One place where the absence of paragraph indents often works well is in the genre popularly called “coffee-table books.” In these usually large-format volumes, text is often secondary to image, and typography trends to the decorative more than the strictly functional. Exaggerated leading, whimsical margin treatments, and extra leading instead of paragraph indents are all elements used to add air to the layout and create a more relaxed and graphical page structure. It’s all part of a strategy for dealing with a huge page. In the end, it’s more conducive to grazing rather than concentrated reading. An extraordinary example appears in Figure 6.

So if you are going to use paragraph indents, how big should they be? The short answer is “big enough to matter, small enough not to create problems.” Ultimately, the size of a paragraph indent should relate to the measure. In narrow columns—say, in a newspaper—one-em indents are a common standard (11-point type, 11-point indents).

Words into Type, that revered guide to manuscript preparation and printing, offers the following formula: for measures up to 27 picas, one-em; for measures from 28 to 35 picas, an em-en indent; and for measures over 36 picas, 2 ems. A 2-em indent for a 36-pica line may strike some as a bit, well, Puritan. But deep paragraph indents run the risk of exaggerating the impact of short last lines in preceding paragraphs (widows). As seen in Figure 7, a deep first-line indent following a short last line can create the effect of a widow where one might not have appeared before. Dramatically deep paragraph indents, then, can have the effect of chopping up the harmonious affect of a column of type.

Figure 7: The upper sample here is the standard type treatment—with one-em paragraph indents—found in the New York Review of Books. Below, I doctored the type in Photoshop to illustrate the effect of a four-em indent in the same layout. The result is to create a problem widow where one didn’t exist before, a consequence that would occur regardless of measure.

Finally, any paragraph indent in ragged-right copy has to be in proportion to the wildness of the rag.
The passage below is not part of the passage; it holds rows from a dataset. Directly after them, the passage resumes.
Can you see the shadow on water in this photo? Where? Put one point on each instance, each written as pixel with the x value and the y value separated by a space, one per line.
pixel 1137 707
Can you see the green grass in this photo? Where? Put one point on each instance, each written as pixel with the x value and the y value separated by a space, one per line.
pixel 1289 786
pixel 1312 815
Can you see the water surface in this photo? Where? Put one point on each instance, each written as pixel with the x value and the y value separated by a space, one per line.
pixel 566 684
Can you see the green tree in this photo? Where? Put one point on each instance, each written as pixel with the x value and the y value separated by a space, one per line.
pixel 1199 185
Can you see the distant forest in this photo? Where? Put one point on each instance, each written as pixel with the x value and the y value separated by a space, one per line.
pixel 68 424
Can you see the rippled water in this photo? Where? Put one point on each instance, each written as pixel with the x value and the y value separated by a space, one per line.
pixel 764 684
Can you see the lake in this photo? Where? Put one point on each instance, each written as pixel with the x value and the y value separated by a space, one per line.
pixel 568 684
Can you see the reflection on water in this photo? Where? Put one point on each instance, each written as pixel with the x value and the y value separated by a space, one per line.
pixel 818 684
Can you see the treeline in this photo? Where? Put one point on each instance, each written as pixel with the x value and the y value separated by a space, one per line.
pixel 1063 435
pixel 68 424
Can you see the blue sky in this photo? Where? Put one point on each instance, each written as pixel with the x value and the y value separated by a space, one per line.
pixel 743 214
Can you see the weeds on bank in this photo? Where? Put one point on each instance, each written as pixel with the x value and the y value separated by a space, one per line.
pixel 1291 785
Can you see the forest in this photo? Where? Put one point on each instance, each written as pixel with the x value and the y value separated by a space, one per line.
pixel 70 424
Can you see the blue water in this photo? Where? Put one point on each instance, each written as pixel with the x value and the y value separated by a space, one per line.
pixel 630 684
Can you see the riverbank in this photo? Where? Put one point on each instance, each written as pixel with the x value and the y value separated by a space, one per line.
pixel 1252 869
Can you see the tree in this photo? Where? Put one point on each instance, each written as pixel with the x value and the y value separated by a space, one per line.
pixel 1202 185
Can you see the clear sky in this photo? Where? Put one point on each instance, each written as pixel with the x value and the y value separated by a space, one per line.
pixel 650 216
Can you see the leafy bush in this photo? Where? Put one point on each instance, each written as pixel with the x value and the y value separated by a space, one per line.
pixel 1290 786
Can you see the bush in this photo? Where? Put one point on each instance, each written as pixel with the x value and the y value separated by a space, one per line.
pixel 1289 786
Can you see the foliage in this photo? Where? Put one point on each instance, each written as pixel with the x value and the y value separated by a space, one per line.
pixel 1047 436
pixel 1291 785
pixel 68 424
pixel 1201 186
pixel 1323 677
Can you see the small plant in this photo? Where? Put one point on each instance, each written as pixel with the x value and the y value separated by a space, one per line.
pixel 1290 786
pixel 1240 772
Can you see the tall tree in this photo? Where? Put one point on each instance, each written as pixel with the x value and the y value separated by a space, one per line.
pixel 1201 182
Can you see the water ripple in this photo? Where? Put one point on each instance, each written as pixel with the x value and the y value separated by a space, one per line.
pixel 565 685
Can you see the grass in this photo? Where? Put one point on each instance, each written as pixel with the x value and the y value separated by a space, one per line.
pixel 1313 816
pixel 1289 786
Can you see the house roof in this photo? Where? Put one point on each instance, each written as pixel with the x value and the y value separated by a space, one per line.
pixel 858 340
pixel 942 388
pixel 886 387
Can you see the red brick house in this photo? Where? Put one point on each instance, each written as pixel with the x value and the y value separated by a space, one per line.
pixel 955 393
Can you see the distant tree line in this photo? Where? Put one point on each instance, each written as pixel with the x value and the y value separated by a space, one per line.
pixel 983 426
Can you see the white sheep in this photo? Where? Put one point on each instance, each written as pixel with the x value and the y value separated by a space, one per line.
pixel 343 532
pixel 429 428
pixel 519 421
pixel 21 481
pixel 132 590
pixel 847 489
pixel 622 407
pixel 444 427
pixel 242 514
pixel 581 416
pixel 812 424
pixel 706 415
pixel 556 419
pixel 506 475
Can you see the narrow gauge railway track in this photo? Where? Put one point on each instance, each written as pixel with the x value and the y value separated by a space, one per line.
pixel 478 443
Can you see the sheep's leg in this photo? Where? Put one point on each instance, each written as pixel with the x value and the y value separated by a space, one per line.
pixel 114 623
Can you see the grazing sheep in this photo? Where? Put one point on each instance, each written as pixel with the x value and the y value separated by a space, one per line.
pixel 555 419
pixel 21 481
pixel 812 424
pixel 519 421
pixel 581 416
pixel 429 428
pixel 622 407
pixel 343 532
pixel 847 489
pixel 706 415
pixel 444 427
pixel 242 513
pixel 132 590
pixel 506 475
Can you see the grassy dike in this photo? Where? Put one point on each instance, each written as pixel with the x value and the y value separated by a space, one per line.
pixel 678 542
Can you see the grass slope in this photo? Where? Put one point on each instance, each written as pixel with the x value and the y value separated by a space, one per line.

Where rags are wild, paragraph indents will have to be relatively wide for them to have any impact. A one-em indent will probably look too puny in a text with a wild rag, especially if the measure is narrow. Unhyphenated text is a case in point. Paragraph indents in ragged-left copy are a waste of time: they get lost in the sauce.

What’s expected can always be confused with what’s necessary, and this has always been true with type. But the passage of centuries has a way of festering out typographic practices that, while once standard, didn’t turn out to be necessities after all. Paragraph indents are among the most long-lived of typographic conventions, and while this isn’t a proof of their necessity, it’s certainly a testament to their utility.

James Felici has worked in the publishing industry for over 30 years. He is the former managing editor of Publish magazine, and written for PC World, Macworld, and The Seybold Report. A renowned type expert, he is the author of The Complete Manual of Typography.
  • Anonymous says:

    In modern usage the word is indentation. “Indention” would be “old hat” indeed. :P

  • Mike Rankin says:

    Yes, we know what the modern usage is. We chose “indention” because of the historical aspects of the article.

  • Anonymous says:

    Interesting that this article has no paragraph indents…

  • Anonymous says:

    It would be really nice if InDesign allowed first-line indents in ems like Quark does. Surprising that hasn’t been added after all these years. (I’ve asked for it multiple times during beta testing.)

  • Gary Bradley says:

    Reading this you can understand why Guttenberg and Schoffer had to set their type without indentation given that they paid around 400 gulden for velum (£37,500/$45,000 in modern terms) and 300 gulden for paper (£50,000/$60,000) to create the 42-line bible. Every bit of space had to count!